The adoption of technical standards for the capture, description, and preservation of digital assets that also fosters interoperability among resources is a strong element of the JISC digitisation programme. More work is planned to update the JISC technical standards catalogue, developing it to include, where feasible, an assessment of the costs, benefits and challenges of employing such standards.

3. Creating High-quality Content for the Educational Sector

Highlights of current JISC actions

  • Digitising a broad range of resources in physical formats currently ignored by other mass digitisation programmes.
  • Integrating high standards and professional metadata into all digitisation projects to ensure academic quality is maintained

Most of the resources digitised through the JISC digitisation programme include special and unique collections spanning a range of formats (newspapers, images, photographs, maps, audio-visual material, population data, manuscripts and ephemera) and centuries. As discussed during the conference, such collections privilege a “quality” approach, often require a high degree of curatorial input, and perhaps demand more sophisticated business models for their sustainability then those offered by initiatives such as Google Print and YouTube.
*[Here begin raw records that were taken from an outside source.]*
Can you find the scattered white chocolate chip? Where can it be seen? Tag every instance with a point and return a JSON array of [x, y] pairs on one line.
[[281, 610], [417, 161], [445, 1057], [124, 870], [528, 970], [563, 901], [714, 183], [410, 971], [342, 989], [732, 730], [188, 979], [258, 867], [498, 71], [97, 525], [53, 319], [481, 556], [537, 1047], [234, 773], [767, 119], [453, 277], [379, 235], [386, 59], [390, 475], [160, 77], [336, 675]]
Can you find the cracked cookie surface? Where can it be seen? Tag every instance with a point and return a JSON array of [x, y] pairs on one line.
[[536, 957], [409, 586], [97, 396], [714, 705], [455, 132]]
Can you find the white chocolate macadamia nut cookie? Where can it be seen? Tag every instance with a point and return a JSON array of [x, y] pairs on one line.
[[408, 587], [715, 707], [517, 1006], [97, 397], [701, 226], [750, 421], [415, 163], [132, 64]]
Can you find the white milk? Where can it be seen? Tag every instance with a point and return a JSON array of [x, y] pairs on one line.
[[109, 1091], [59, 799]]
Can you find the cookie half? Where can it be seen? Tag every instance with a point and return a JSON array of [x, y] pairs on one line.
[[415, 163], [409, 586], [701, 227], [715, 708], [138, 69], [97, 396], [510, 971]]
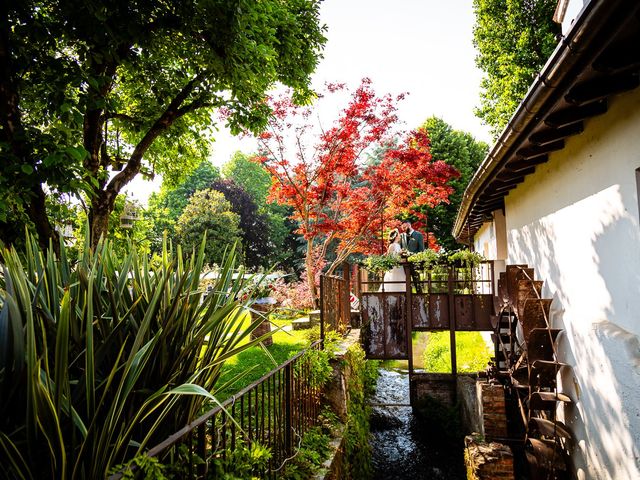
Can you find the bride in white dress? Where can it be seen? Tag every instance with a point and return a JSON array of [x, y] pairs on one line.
[[396, 274]]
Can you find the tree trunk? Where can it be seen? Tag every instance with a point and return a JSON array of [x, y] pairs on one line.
[[38, 215], [101, 207]]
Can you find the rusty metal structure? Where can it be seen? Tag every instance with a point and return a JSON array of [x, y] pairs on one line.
[[527, 364], [526, 359]]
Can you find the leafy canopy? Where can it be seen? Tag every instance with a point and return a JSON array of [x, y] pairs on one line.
[[208, 211], [465, 153], [93, 93]]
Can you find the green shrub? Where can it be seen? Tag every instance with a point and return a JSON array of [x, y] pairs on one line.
[[100, 359], [361, 381]]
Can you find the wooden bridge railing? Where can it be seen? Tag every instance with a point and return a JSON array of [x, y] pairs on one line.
[[450, 298], [335, 307]]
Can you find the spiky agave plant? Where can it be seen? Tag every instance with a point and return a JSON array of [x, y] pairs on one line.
[[100, 358]]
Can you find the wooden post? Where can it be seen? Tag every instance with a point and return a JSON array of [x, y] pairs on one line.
[[452, 322], [322, 309], [346, 310], [409, 325]]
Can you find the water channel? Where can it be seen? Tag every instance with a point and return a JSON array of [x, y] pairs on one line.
[[404, 444]]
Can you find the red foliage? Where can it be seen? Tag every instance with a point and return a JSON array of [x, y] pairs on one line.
[[334, 195]]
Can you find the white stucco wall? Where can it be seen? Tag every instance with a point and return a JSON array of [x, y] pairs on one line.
[[576, 221]]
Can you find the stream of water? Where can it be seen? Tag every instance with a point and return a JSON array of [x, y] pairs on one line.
[[404, 447]]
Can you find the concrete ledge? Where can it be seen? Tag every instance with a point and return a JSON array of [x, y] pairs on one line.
[[333, 467]]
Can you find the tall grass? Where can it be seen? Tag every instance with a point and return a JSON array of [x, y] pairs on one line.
[[472, 352], [100, 358]]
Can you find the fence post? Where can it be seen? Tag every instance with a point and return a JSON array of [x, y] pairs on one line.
[[288, 433], [346, 310], [452, 321], [322, 309]]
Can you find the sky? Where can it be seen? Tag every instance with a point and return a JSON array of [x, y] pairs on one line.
[[423, 47]]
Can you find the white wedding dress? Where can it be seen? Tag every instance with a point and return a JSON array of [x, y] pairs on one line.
[[396, 274]]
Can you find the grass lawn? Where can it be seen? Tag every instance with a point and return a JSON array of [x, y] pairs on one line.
[[255, 362], [472, 353]]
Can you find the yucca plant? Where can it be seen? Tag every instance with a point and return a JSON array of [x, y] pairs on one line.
[[100, 358]]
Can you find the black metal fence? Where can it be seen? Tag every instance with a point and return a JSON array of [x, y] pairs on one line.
[[275, 411]]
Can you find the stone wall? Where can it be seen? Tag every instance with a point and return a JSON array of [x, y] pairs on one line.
[[470, 412], [440, 386], [487, 461], [494, 414]]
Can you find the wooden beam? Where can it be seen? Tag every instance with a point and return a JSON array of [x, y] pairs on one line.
[[537, 150], [508, 174], [570, 115], [521, 164], [550, 135], [602, 87]]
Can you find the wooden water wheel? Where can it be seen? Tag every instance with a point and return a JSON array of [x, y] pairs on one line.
[[527, 362]]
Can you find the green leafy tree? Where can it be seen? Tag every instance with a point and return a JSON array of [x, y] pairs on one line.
[[94, 93], [465, 153], [514, 39], [127, 226], [256, 181], [166, 207], [254, 228], [252, 175], [208, 211]]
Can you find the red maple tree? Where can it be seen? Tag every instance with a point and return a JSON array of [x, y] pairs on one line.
[[337, 198]]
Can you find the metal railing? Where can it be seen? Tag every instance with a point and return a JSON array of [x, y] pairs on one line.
[[275, 411]]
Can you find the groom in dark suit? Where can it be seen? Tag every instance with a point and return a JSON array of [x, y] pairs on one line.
[[412, 241]]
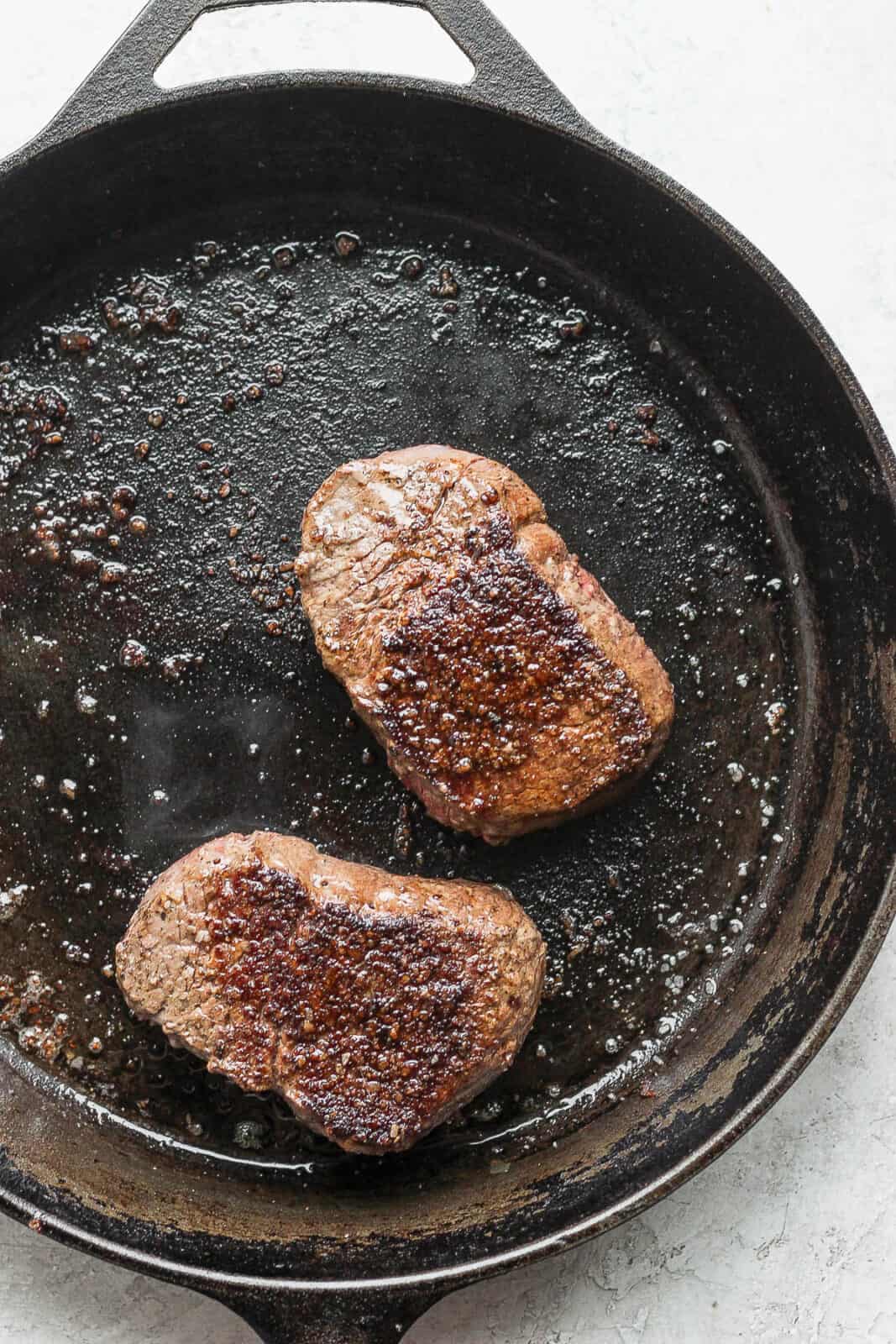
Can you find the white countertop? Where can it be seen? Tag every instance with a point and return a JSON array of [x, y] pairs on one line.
[[782, 114]]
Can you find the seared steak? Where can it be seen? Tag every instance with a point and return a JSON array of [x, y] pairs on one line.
[[508, 690], [375, 1005]]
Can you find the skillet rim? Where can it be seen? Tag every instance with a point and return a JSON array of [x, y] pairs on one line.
[[566, 125]]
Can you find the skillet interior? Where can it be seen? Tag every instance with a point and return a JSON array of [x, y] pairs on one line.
[[762, 512]]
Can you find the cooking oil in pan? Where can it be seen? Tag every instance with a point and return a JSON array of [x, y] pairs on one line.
[[160, 433]]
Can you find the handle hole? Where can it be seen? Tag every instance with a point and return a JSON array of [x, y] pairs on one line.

4. Researching Viable Business Models

Highlights of current JISC actions

  • Via the digitisation programme, exploring a range of possibilities for sustaining digital resources
  • Undertaking international research to ascertain the feasibility of different models

Current projects within the digitisation programme are experimenting with a variety of business models which include public-private partnerships, the use of existing services and infrastructure for the delivery of content, or ensuring a smooth transaction from project to service within an institution’s own “business as usual” remit.
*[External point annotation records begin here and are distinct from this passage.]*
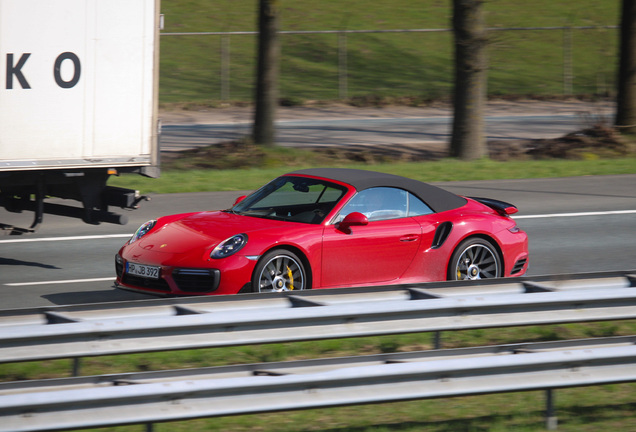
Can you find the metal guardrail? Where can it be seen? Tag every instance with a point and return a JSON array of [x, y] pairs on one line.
[[177, 395], [311, 315]]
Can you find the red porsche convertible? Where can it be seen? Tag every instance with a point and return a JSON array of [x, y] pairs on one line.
[[324, 228]]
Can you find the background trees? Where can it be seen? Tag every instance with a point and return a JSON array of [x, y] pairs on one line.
[[626, 91], [468, 140]]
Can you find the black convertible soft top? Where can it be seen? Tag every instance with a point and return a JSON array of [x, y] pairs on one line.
[[438, 199]]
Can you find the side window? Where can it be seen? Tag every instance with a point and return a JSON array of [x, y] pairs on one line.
[[379, 203], [417, 206]]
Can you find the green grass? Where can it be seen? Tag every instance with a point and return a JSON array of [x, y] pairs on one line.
[[528, 62], [175, 181]]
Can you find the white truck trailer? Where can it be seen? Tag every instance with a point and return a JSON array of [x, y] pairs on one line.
[[78, 103]]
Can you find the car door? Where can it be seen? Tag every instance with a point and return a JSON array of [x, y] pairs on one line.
[[378, 252]]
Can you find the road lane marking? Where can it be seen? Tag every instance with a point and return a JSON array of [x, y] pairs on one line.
[[112, 278], [50, 239]]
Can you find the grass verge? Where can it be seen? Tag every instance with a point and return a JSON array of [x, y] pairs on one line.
[[202, 180]]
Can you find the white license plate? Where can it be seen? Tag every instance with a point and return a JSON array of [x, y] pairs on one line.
[[142, 270]]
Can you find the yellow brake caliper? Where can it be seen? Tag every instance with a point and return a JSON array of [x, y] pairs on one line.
[[291, 278]]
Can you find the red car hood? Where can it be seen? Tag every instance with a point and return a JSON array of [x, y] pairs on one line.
[[201, 230]]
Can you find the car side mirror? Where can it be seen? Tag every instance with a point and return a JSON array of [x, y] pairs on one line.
[[352, 219]]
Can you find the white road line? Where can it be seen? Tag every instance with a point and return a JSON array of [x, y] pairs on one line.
[[555, 215], [50, 239], [61, 282]]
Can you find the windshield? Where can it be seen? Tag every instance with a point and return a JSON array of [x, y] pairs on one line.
[[295, 199]]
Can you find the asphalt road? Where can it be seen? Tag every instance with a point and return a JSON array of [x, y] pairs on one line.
[[369, 131], [575, 225]]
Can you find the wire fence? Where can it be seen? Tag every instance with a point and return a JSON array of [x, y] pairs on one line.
[[345, 64]]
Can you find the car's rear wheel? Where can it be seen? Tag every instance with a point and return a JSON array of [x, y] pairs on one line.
[[475, 258], [279, 270]]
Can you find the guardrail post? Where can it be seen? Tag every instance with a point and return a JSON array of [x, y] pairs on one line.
[[437, 340], [225, 67], [568, 73], [77, 365], [551, 421]]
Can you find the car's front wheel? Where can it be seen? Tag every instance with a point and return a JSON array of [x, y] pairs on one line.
[[279, 270], [475, 258]]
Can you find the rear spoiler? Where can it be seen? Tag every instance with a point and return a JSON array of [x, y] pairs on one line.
[[501, 207]]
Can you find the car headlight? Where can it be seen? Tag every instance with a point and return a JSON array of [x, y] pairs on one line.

Projects are still testing viable models and JISC is committed to sharing the outcome of such experiments with the wider community by capturing and disseminating the lessons learnt and examples of best practice that emerge from the digitisation programme.

In coordination with the digitisation programme, the work of the Strategic Content Alliance (SCA) in particular addresses key issues such as sustainability models, IPR and the need for collaboration in order to ensure seamless access to publicly funded e-content for all users. The results of such research will be invaluable for the digitisation community.

5. Undertaking National and International Collaboration

Highlights of current JISC actions

  • Working with the US National Endowment for the Humanities to fund transatlantic digitisation projects
  • Collaborating with the Quality Improvement Agency to contextualise digitised resources for the further education audience in the UK

The call for increased collaboration, both at national and international level, resonates in particular with JISC’s current and future work. Partnerships are already a key component of the current digitisation programme – the collaboration with the Quality Improvement Agency (QIA) aims to broaden access to resources targeting in particular the further education sector. While partnership with the National Endowment for the Humanities (NEH) has resulted in a transatlantic digitisation initiative that brings together UK-US collections for the benefit of international researchers. During the two days of the conference seeds were planted and JISC will continue to pursue new and meaningful collaborations with both public and private initiatives.

Next Digitisation Conference: 2009

JISC is planning a repeat of this successful event – currently slated for Summer 2009. This will once again bring together key players in digitisation from different sectors and keep momentum going in debating, and exploring possible solutions to, critical issues within a fast changing e-content landscape.

In the meantime, we urge those in the digitisation community to continue engaging with JISC, in the hope that discussion of ideas and plans for collaboration can continue to unfold.